My mother gave me an oak dining table that looks nice, but was not
exactly sound, structurally. For many years it did duty in the
library of the school where my mom taught, and eventually became
At any rate, she bought it at a surplus sale, stripped the paint off
it, brushed on a couple coats of poly and gave it to me. It served me
well for a few years, but the structure itself was (pardon the pun) on
its last legs. After a move from balmy southern Louisiana to a
slightly less humid northern Ohio, the thing just fell apart. The
table top joints all gave, and careless handling by me and hundreds of
elementary school students over the years have left the table legs
loose in their sockets.
The table top boards are T&G and are all screwed into the apron (duh)
and the apron is just a 1x6 that stops short of each corner, leaving
room for the leg. Stiffening the apron (was) four pressed sheetmetal
gussets with a hole in the center. A hanger bolt went into the table
leg and had a nut that tightened the hanger bolt to the gusset,
therefore pulling the leg into the apron.
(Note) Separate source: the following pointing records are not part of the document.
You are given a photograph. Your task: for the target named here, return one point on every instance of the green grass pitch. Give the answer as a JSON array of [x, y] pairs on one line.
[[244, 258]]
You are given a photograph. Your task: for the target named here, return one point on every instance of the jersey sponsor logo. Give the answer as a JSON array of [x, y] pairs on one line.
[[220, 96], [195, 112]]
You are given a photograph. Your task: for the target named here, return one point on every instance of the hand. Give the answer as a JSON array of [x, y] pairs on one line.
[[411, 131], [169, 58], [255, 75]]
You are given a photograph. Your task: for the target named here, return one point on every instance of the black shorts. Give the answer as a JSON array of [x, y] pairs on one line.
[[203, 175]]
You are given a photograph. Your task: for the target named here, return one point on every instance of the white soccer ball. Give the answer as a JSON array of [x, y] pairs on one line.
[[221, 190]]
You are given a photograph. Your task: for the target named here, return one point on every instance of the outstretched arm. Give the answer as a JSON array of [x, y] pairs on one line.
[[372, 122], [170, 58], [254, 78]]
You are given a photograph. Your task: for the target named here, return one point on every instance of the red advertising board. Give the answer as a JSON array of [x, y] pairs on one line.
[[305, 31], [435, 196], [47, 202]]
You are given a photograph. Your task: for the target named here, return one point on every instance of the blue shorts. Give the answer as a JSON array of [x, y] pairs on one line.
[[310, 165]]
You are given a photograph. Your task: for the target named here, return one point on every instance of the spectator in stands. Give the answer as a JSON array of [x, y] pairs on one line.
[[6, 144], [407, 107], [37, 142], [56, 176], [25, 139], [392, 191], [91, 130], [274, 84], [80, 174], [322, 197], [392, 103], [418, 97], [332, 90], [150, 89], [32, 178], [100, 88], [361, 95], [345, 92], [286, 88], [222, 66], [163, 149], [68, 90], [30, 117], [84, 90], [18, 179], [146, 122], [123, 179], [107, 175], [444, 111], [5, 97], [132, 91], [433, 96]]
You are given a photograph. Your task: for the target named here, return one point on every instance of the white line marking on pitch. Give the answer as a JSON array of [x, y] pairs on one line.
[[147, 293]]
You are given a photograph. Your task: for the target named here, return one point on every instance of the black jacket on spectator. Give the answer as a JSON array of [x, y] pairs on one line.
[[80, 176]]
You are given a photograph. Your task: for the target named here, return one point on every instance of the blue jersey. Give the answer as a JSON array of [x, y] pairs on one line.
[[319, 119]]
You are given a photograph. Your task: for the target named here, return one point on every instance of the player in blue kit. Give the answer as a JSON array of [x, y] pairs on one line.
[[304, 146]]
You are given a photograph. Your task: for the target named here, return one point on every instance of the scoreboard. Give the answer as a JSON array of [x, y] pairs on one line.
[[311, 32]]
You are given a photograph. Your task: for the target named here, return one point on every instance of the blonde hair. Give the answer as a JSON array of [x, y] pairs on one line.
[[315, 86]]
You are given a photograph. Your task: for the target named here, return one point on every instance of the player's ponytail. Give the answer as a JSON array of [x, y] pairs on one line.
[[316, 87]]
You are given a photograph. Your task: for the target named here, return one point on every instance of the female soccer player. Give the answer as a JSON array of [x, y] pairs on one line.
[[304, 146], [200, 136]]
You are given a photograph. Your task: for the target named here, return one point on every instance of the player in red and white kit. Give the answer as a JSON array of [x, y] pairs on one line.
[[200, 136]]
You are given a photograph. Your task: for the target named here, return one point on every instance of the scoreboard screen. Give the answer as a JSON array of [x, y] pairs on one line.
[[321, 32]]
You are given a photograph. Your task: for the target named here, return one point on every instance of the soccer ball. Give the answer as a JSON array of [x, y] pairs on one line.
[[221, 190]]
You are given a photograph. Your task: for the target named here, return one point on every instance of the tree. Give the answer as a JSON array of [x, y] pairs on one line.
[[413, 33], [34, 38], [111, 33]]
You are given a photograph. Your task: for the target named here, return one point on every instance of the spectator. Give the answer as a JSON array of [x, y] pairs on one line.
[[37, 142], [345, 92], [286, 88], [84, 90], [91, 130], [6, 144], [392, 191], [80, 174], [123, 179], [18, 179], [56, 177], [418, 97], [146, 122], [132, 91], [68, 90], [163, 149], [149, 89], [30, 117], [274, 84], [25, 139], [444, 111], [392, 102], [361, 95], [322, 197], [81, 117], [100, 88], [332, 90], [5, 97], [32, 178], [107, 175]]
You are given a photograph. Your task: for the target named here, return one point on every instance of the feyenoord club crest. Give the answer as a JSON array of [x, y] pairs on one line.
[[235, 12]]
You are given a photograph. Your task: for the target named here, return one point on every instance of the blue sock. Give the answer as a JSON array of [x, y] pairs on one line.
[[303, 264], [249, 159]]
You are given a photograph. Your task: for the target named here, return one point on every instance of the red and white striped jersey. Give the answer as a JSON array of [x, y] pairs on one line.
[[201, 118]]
Does that make sense?
Anyhoo, one of the gussets just fell out, and the other ones have been
deformed due to tightening and tightening over the years. As for the
table top, there is some nasty-looking glue-type residue on the table
top boards, and I wonder if the tongues and grooves can be salvaged.
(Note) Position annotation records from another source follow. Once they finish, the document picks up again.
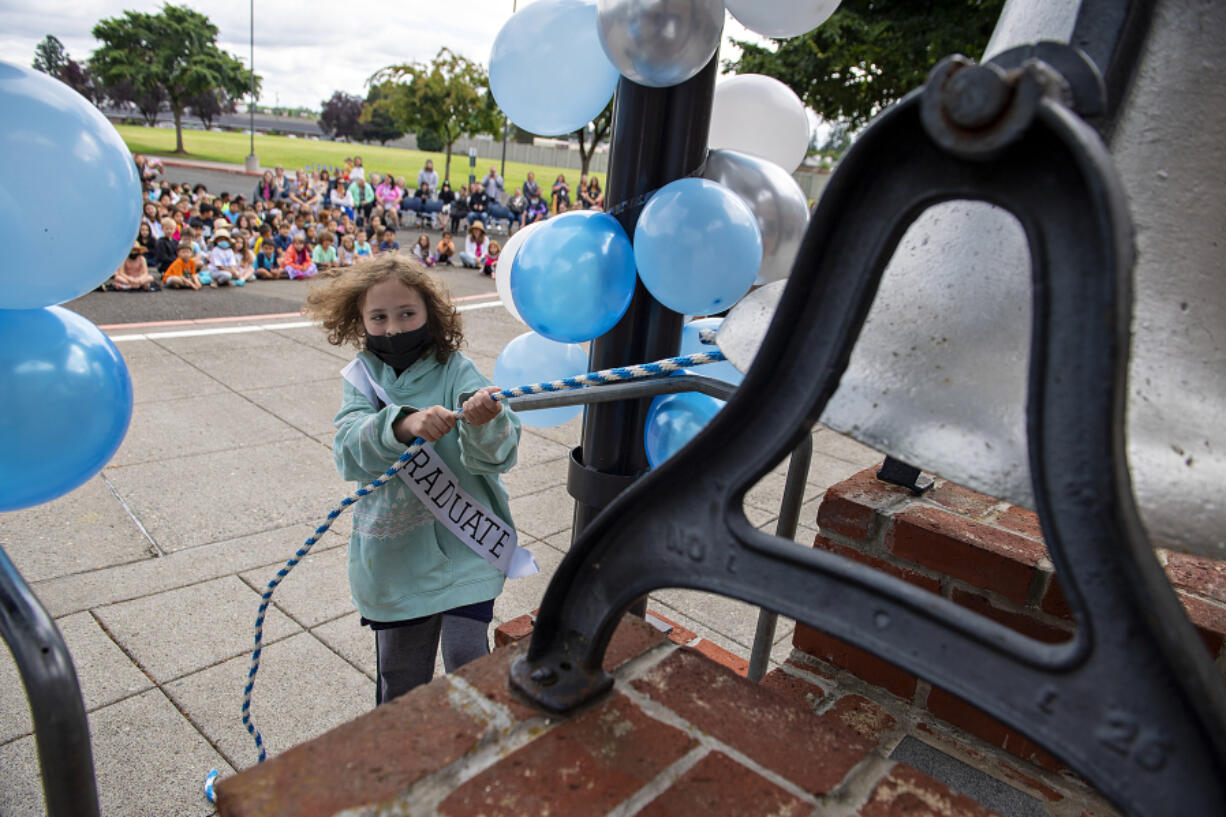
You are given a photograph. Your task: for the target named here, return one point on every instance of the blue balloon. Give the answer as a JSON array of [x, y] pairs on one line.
[[70, 198], [531, 358], [692, 345], [65, 401], [573, 277], [674, 420], [698, 247], [548, 71]]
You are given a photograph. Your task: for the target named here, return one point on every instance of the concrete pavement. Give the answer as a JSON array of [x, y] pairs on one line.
[[153, 568]]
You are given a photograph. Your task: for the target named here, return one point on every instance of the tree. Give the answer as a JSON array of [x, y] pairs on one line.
[[173, 52], [869, 53], [598, 130], [340, 115], [450, 97], [52, 58]]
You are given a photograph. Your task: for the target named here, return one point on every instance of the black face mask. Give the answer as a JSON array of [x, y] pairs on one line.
[[400, 351]]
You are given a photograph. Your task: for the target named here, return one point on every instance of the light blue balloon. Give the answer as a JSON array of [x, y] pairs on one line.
[[531, 358], [698, 247], [548, 71], [65, 402], [573, 277], [70, 198], [692, 345], [673, 420]]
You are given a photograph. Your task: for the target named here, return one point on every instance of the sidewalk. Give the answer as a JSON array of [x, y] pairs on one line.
[[153, 568]]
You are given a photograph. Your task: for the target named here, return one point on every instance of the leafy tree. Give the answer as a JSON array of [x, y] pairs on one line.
[[592, 134], [450, 97], [174, 52], [52, 58], [340, 115], [871, 52]]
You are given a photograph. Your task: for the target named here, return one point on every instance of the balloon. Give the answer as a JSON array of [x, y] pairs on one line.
[[760, 115], [781, 17], [698, 247], [674, 420], [65, 401], [70, 198], [776, 200], [531, 358], [505, 261], [574, 277], [660, 43], [548, 71], [692, 345]]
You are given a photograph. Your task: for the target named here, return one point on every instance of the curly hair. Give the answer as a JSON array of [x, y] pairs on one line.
[[336, 302]]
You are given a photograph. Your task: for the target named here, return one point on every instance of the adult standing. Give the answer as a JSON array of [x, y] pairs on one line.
[[429, 178]]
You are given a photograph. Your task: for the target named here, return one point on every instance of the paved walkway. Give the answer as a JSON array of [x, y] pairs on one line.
[[153, 568]]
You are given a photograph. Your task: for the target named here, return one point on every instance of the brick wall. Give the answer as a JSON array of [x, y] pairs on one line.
[[678, 735], [987, 556]]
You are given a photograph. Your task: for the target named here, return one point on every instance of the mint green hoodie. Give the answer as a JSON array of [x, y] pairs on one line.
[[402, 562]]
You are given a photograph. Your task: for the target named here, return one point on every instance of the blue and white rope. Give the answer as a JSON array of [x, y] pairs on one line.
[[640, 372]]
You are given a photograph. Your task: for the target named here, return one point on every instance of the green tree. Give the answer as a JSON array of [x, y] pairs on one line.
[[173, 52], [450, 97], [871, 53]]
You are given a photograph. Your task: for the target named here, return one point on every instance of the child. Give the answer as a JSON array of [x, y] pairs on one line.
[[422, 250], [183, 272], [445, 249], [266, 261], [297, 261], [491, 263], [222, 263], [411, 577], [324, 255]]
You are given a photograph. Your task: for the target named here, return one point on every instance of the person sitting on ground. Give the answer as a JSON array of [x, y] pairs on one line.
[[489, 265], [222, 263], [266, 263], [324, 255], [134, 274], [182, 275], [475, 247]]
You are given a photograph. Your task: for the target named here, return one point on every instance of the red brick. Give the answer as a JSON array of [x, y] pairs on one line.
[[383, 752], [790, 686], [863, 665], [1023, 521], [851, 506], [964, 548], [1203, 577], [961, 499], [722, 656], [912, 577], [582, 767], [719, 786], [780, 734], [1021, 623], [513, 631], [907, 793]]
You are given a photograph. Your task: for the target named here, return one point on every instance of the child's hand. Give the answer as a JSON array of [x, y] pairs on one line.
[[429, 423], [481, 407]]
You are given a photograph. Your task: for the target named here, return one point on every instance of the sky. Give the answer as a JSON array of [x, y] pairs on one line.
[[304, 49]]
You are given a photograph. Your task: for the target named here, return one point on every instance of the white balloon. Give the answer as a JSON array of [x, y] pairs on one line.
[[781, 17], [503, 277], [758, 114]]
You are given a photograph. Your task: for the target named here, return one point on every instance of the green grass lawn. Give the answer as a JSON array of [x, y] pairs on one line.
[[294, 153]]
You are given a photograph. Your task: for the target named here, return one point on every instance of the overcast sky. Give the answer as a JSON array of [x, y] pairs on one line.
[[304, 49]]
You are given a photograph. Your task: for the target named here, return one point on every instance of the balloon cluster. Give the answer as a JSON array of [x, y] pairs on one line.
[[65, 394], [700, 243]]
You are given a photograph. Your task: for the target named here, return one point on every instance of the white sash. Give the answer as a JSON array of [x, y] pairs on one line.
[[437, 487]]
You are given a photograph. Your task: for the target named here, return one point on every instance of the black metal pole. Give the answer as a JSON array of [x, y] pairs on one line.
[[658, 135]]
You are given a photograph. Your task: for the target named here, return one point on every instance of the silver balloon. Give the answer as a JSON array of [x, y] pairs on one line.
[[775, 199], [660, 43]]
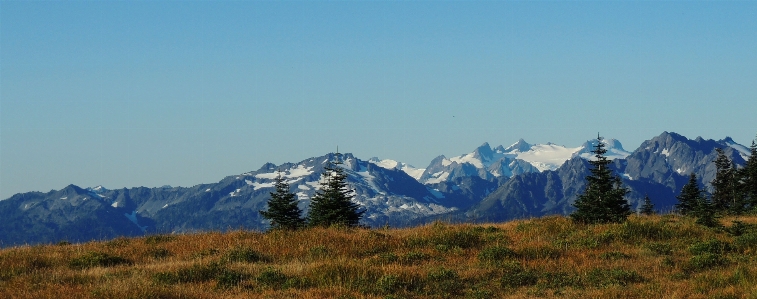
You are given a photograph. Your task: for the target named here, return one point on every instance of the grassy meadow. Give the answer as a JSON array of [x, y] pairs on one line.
[[646, 257]]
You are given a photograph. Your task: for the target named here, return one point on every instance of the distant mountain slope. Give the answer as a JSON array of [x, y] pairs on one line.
[[659, 168], [389, 196], [488, 184]]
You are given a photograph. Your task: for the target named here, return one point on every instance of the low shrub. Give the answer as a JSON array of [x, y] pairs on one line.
[[414, 257], [388, 284], [271, 278], [445, 282], [515, 276], [97, 259], [747, 241], [559, 280], [159, 253], [157, 239], [243, 255], [539, 252], [496, 254], [201, 273], [613, 255], [608, 277], [660, 248], [706, 261], [711, 246]]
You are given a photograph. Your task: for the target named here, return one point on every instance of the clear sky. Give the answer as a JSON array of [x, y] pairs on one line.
[[150, 93]]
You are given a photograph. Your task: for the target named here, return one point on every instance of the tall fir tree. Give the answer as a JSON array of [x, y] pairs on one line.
[[648, 207], [603, 201], [724, 195], [283, 211], [332, 204], [689, 199], [749, 178]]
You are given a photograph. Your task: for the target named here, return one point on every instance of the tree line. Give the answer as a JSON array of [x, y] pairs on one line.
[[734, 192]]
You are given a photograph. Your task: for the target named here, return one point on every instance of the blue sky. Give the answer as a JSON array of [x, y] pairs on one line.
[[129, 94]]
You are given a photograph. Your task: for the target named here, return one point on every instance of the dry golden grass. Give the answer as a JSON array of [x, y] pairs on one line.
[[646, 257]]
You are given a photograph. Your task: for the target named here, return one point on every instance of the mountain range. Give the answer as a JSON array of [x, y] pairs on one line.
[[490, 184]]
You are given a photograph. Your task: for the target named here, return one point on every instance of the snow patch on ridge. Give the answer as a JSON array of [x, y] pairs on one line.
[[133, 218]]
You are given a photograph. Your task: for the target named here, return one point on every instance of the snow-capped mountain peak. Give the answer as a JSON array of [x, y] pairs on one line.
[[519, 146], [613, 146], [392, 164]]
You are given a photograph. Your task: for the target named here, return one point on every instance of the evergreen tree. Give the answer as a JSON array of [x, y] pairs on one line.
[[603, 201], [724, 193], [283, 211], [688, 200], [647, 208], [749, 178], [332, 204]]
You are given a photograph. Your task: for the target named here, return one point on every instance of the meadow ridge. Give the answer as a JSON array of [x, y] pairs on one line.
[[664, 256]]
As for fixes, I was thinking that I would just rip off a little of the
edges of the table top boards and re-glue. Do I need biscuits? For
the legs, what? Replace the sheetmetal gussets with wood, screw and
glue in place and just get longer hanger bolts? As for securing the
top to the apron, just one screw in the center of the apron? That
doesn't seem sound, structurally speaking. A groove and cleats?
Also, do I need (or do I want) another stringer running across the
grain of the table top for additional stiffness?
Sorry for the long-windedness, and thanks for the pointers, as always.